Writers of the Month

Barry Dickson & Suzie Eisinger

 

Barry DIckson

Barry Dickson is a retired Creative Director on Madison Avenue, where he worked thirty-five years. His poetry has appeared in a variety of journals, print and online, including North American Review, PEARL Literary Magazine, New England Journal, HazMat Literary Review and his favorite, AsininePoetry.Com. He’s been a finalist for the Hearst Poetry Prize and received a Pushcart Prize “Special Mention.” His work covers a wide range of subjects from relationships to politics to cheeseburgers.

Prescription

Feeling a pain deep inside,
or occasional emptiness?
Consider taking poetry.

(Those who are pregnant or could become pregnant
should read poetry with caution. Poetry can cause
you to do things that might make you pregnant.
Poetry can alter the shape of your heart.
In some cases, successfully publishing poetry has caused swelling of the head.
Poetry makes people see things that aren’t really there.
It can cause drowsiness, and reactions to certain poetry
have been misdiagnosed as narcolepsy.
Poetry has been linked to mood swings—weeping to fits of laughter.
Do not mix poetry with alcohol, the poet has taken care of that.
Certain people have severe reactions to poetry.
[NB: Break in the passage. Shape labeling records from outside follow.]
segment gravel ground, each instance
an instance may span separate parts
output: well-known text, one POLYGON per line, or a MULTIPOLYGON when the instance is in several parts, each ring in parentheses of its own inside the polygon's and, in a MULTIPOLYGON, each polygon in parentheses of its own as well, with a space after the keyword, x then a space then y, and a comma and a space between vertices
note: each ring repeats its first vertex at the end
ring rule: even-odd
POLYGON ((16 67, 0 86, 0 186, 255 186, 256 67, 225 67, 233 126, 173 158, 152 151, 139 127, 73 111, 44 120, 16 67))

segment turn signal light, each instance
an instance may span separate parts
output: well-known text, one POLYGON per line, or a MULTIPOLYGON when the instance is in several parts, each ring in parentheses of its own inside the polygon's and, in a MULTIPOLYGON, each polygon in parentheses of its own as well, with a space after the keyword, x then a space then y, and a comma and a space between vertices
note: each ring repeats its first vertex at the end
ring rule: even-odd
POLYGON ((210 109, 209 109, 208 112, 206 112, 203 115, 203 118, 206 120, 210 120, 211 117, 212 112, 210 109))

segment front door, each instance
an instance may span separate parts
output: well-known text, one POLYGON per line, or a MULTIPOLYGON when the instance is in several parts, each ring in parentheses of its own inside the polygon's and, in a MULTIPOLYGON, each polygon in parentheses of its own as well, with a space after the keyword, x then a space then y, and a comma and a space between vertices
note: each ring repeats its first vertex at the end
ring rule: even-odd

In critics, for example,
it can provoke nastiness and impaired judgment.
Cases of Tourette’s have been reported, readers blurting out “Huh?”
or “What the hell does that mean?”
If poetry results in an erection lasting more than four hours,
consult a hot English teacher.)

Ask your doctor if poetry is right for you!

“Prescription,” © Barry Dickson (2017), from Ebb & Flow

Suzanne Eisinger

Suzanne Eisinger was raised in Illinois and went on to obtain her bachelors and graduate degrees from Arizona State University and Ithaca College in New York, respectively.  Besides Hilton Head, her adventures have taken her to California, Wisconsin and Virginia. Formerly a Speech Pathologist, she now spends her time keeping track of two teenage boys and a tween daughter, freelance writing and community service.  Her articles regularly appear in The Daily Press of Hampton Roads, Virginia and on www.Kveller.com.

 

Legacy (an excerpt)

“Tell me the one about Uncle John and the hayloft,” I remember asking. The wide bristles of the wire brush slipped easily—too easily—through my grandmother’s thinning hair, so I switched to the comb that lay on the kitchen table beside us.

“You know that story better than I do,” Grandma laughed shortly. She leaned back against the kitchen chair, a bath towel draped around her shoulders and closed her eyes contentedly as I continued to comb her hair. She had absolute trust in me, though she had no reason to. It was the first time I had ever given anyone a haircut and, other than the few glimpses I had bothered to give the beautician when she cut my own hair, I hadn’t a clue how to perform the procedure myself.

She didn’t care, though. “Just take off enough so it doesn’t show under my wig,” Grandma had instructed. The wig in question lay in a small heap on the other side of the table, its usual resting place unless company came to the door. Then, she would quickly sweep it up and tuck it over her own locks, grown progressively sparser since the radiation therapy months earlier.

I stood nervously behind her, perched up on tip toes so I could get a better view of the crown of her head. The first cut was the hardest. I pulled up a length of hair with the comb and, after a lingering moment of hesitation, snipped off what seemed like an inch of pale gray hair. I took a deep breath, feeling almost winded by the accomplishment, although Grandma’s eyes remained closed. Ok, I decided. I can do this. So, I pulled up a second swath and then another, lower lip bitten in concentration, until I’d finished the job.

“All done,” I announced and only then did I realize that she had remained quiet for the entire haircut.

“Hey, you didn’t keep your end of the bargain,” I scolded her.

Grandma smiled drowsily. “How do I look?”

“Beautiful,” I answered. “But you owe me a story.”

“Ok,” she agreed. “Keep combing, though”

Grandma settled into her chair, her eyes open but now focused on a time over sixty years ago. “It was autumn and my brothers and sisters and I were helping out with the harvest. This was way before those big combines that all the farmers have nowadays. Back then, you harvested by hand. So, while our Dad drove the horse and wagon, we walked alongside and picked the corn and threw it into the wagon as fast as we could.

“Eventually, it started to get dark and Dad drove the horse at a faster pace. We were already pretty tired and this made it harder to keep up. Well, I guess my brother John had had enough. I looked up just in time to see an ear of corn sail past me and hit Dad in the back of the head. I suppose it could have just been a bad toss, but I doubt it. John had the best aim of all my brothers.”